Una vez que atravieso aquella trinchera mercantil. Me dirijo a la taquilla del metro. Nunca dejaré de preguntarme quién habrá sido el genio que puso las escaleras eléctricas justo donde se "organiza" la fila para comprar los boletos. "Hay que se hagan bolas", pensó aquel genio, tal vez ingeniero, tal vez “ingeniero” y amigo del amigo. Atravieso el pasaje para llegar a los torniquetes, algunas personas piden dinero: los mismos rostros, piensan los usuarios, las mismas monedas, piensa la mano que se alza. ¿A quién le ayudará más un peso: al señor sin pierna, o a la mujer con un niño entre los brazos?
Estoy frente a los torniquetes; detrás de mí, el absurdo: me refiero al lector de rayos X que aparentemente cumple su objetivo, cabe aclarar un cambio en sus funciones: ahora es un objeto decorativo, un agregado cuya única función es la de muchos objetos en la ciudad: una y ninguna. ¿Cuál es el procedimiento de seguridad? Haz como si el detector funcionara y lanza un grito: “Mochilas en el detector, mochilas en el detector”, pero a nadie le importa. Ya compré mi boleto y no quiero usarlo; desde el aumento del precio me da coraje ver como la maquina se traga el boletito con singular alegría. En algunas terminales es difícil brincarse los torniquetes, en otras (como Indios Verdes o CU) es sencillo si uno sabe esperar el momento oportuno. Ojalá todos se lo brincaran por inconformidad no por borregos, ojalá el poli vaya al baño o que lo distraiga alguna viejita y así me lo brinco sin problemas. Desilusión, escucho una vez más el sonido del torniquete devorando mi cotidianeidad en un papel. Dice el dicho que “para uno que madruga hay otro que se duerme”. Pues en el metro sería así: para uno que empuja hay otro que lo empuja, para uno que codea hay otro que taclea. Una vez vi una entrevista de Monsiváis donde decía que las horas pico del metro aumentan sin piedad; ahora que tengo la axila de un hombre casi ligada a mi rostro y la bocina del vendedor masajeando mi espalda, digo, oh Monsi, profeta del urbe, te llenaste la boca de razón; ni Dante imaginó un inframundo como éste. Si Víctor Hugo hubiera escrito Los miserables en el D.F., Javert se tomaría una chela patrocinada por unas mordidas y Fantine sería Jenifer (sospechosamente Raúl) afuera del metro Chabacano.

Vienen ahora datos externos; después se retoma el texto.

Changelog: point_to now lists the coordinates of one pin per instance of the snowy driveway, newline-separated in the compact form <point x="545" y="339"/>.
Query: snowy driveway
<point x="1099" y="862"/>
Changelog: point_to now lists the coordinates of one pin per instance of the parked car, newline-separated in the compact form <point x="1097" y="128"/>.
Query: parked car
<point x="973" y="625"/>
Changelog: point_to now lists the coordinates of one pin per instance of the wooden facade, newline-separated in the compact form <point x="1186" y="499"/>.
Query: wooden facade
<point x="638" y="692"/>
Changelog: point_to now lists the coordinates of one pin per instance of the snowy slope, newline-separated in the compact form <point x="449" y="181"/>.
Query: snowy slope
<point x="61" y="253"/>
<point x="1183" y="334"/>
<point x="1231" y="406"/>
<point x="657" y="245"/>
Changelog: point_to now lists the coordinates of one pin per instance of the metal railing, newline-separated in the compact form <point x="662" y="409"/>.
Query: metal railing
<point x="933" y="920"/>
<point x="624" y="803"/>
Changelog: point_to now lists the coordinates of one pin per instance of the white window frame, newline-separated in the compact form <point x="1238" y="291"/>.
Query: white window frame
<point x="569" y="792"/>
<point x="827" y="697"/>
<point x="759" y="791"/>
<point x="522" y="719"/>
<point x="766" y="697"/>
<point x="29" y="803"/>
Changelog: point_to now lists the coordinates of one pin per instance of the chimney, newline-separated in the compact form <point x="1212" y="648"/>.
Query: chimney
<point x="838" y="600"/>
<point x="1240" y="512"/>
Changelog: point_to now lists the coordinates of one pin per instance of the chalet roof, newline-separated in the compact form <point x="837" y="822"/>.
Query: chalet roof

Aquí la ficción es puro cuento o unas fábulas de Esopo por diez varos, o bien si lo prefieres, buen lector, algo de Cohelo o John Green. Así paso de estación a estación. Estoy y no sobre avenida Tlalpan; algunas personas se miran, hay disgusto, risas, ruidos, olores. Entra un sujeto trajeado, usa una loción de maderas y cítricos; qué lástima, pienso, el vagón es una olla y nosotros un platillo bañado en su jugo. Me aferro al tubo, como si viniera de un abolengo de tableleros, como si me fueran a dar la medalla de oro al mejor agarre de la línea 2. Cuando el metro frena y arranca abruptamente, me imagino que estoy en la película La venganza del conductor de metro II, última parada. Miro el mapa de la línea: una vez leí que Michel Buttor se sorprendió mucho al ver que los diseños gráficos de las estaciones son dibujos que remiten geográfica o históricamente al nombre éstas. Resulta imposible no tomar en cuenta las pequeñas y valiosas iconografías de cada línea, trabajo realizado por artista Lance Wyman.
Esta es mi parada (sin albur).Ahora salgo de la matriz a la calle, del huevo a la intemperie. Respiro este aire frescamente contaminado. Los vagones siguen su rumbo. El metro es el corazón de la ciudad, sin él, colapsaría la movilidad y la fluidez del D.F. Y no olvido que yo soy de esos que diario van al coliseo bajo tierra, de esos que les molesta cuando la gente se queda parada a la mitad de la puerta, de esos que se les pega el “de a cinco varos” en vez “de cinco”. Yo soy uno de esos cinco millones que cada día aborda este inframundo chilango, y a veces creo que Virgilio me espera, por ahí…en alguna estación.